I would like a quote somewhere reputable that SPDIF supports 5.1 natively (without compression or matrixing). It would be useful cause my receiver only support SPDIF.


----------



## londiste (Jan 24, 2020)

trickson said:


> If this was really the case there would be NO sound cards on the market nor would there be any on the MB's. And every one would have nothing but HDMI from DAY one! This is just so much snake oil!
> I still have yet to see anyone say hell yes this video card has the best sound on the market! SNAKE OIL!


What exactly does a good/best sound card mean?

Sound card quality used to be its DACs that drive its analog outputs and this is still the case today, although to some degree the meta has moved to sending digital audio from sound card to external amplifier.
Today, the purpose of a good or professional sound card is doing hardware accelerated sound processing. This involves both hardware as well as software and is definitely not something everyone needs.

What this thread has been concentrating on are digital connections where DACs do not play a role. Both SPDIF and HDMI are used to send digital audio over them, there really is no quality question in the part of transferring the audio. Majority of people do not need to process or work on the sound and just sending sound to output does not need additional features.

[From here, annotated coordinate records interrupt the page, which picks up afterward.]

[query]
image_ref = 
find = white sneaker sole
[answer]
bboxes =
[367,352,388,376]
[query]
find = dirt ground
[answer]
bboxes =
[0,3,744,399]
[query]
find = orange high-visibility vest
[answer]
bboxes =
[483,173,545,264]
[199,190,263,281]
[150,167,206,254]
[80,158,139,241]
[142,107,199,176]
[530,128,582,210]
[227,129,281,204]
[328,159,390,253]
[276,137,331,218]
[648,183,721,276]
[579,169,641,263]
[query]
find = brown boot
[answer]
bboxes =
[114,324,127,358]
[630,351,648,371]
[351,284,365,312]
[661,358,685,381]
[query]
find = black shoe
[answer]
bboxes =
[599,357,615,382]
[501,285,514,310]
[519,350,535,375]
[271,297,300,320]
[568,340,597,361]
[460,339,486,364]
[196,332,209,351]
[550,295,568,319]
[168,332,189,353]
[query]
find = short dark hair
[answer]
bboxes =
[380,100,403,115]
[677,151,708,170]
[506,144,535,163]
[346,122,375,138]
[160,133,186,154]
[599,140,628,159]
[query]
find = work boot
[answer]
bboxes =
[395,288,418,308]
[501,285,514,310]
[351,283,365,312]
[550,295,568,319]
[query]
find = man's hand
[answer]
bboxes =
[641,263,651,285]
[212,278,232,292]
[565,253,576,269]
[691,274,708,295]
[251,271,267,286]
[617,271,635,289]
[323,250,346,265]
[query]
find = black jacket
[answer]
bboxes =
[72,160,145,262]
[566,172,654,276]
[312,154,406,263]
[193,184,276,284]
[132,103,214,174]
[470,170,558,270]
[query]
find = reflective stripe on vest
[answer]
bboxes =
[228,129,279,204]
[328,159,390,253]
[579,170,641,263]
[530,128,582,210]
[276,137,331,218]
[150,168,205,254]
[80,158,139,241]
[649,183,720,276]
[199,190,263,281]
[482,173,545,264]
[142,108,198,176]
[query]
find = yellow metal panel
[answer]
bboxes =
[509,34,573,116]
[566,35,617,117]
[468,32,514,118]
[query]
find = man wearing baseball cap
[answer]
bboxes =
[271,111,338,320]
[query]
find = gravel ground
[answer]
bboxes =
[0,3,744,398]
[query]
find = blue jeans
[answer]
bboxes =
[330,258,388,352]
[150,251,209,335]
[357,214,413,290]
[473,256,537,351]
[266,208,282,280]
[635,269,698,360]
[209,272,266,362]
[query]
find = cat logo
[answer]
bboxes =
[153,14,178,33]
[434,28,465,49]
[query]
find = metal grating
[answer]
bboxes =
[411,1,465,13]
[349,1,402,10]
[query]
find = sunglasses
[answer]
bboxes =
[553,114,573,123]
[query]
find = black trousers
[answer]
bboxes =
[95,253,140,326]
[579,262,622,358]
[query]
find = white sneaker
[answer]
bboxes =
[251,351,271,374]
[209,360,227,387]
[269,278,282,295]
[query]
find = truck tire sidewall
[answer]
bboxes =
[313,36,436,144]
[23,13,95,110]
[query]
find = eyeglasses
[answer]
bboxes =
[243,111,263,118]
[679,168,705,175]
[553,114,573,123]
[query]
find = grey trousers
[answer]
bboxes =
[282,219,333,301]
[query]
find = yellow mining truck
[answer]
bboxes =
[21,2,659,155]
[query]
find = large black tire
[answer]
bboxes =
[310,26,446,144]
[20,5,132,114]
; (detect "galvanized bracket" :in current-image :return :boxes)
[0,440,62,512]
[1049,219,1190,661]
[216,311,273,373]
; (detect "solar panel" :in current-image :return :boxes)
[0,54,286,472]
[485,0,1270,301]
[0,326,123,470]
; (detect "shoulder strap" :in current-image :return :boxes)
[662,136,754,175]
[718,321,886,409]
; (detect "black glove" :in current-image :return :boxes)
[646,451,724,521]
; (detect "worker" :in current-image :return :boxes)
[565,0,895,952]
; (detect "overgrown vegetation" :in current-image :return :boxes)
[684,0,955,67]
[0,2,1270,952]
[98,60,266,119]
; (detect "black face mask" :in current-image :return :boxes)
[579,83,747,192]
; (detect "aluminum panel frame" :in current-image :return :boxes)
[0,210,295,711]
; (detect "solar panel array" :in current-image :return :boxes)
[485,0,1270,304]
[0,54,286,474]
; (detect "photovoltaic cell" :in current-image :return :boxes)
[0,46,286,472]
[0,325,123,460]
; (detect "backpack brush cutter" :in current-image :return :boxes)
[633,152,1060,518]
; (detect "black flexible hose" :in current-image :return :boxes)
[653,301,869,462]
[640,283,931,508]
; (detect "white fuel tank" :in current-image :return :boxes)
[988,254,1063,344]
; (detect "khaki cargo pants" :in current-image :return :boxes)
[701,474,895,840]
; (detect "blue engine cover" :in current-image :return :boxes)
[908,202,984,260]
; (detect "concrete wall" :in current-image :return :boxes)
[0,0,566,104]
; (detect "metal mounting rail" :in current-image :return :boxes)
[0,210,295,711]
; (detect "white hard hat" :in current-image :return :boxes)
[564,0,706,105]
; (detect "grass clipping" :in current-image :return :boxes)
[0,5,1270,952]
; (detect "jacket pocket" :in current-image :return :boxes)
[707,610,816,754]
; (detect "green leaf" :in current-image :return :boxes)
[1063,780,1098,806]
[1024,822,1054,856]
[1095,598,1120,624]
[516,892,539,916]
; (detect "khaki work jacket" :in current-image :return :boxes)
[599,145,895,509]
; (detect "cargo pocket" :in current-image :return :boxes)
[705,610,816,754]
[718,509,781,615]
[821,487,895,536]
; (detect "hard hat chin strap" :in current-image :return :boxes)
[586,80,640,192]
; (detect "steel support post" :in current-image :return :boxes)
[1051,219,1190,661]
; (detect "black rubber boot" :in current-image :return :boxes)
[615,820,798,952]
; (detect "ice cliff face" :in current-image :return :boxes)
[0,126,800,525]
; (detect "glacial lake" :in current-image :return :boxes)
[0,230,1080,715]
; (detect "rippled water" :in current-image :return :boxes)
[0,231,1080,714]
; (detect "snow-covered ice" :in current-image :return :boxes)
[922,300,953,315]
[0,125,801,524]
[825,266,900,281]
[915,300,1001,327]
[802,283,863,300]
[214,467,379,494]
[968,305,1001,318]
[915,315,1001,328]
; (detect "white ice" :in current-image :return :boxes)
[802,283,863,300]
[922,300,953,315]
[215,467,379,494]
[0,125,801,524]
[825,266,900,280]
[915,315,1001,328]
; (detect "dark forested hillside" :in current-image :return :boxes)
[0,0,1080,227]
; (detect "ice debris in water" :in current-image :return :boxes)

The audio circuit in GPU that outputs audio to HDMI is enough for vast majority of use cases today. Separate audio codec on motherboard is there primarily for the usual outputs - 3.5mm (x3 for 5.1) and SPDIF so people can connect their PC to different audio devices.



trickson said:


> If I use HDMI I still have to some how get that signal to the ARV and there are ONLY 2 ways Toslink and RCA. So it's like got to go through 2 or 3 (depending on how you look at it) different decoders and not just one, This is where things get messed up.
> SO if you have your computer video card hooked to the monitor/ TV just how are you connecting the system to the AVR?
> It's not like the system can magically pick up this signal.
> I can use my TV/monitor to as a decoder through the HDMI cable that hooks to the video card but then I have strange signal crossover and distorted surround sound and when you click on setup speakers you only hear 4 speakers LOL the sub is dead the center is dead the surround A-L/R is GONE it's a JOKE!
> Be careful 2 many decoders and you will get shitzzzy sound.


If AVR supports HDMI and ARC, the intended way is to connect AVR-s output HDMI port to TV-s ARC-capable HDMI port. Any input devices connect to AVR.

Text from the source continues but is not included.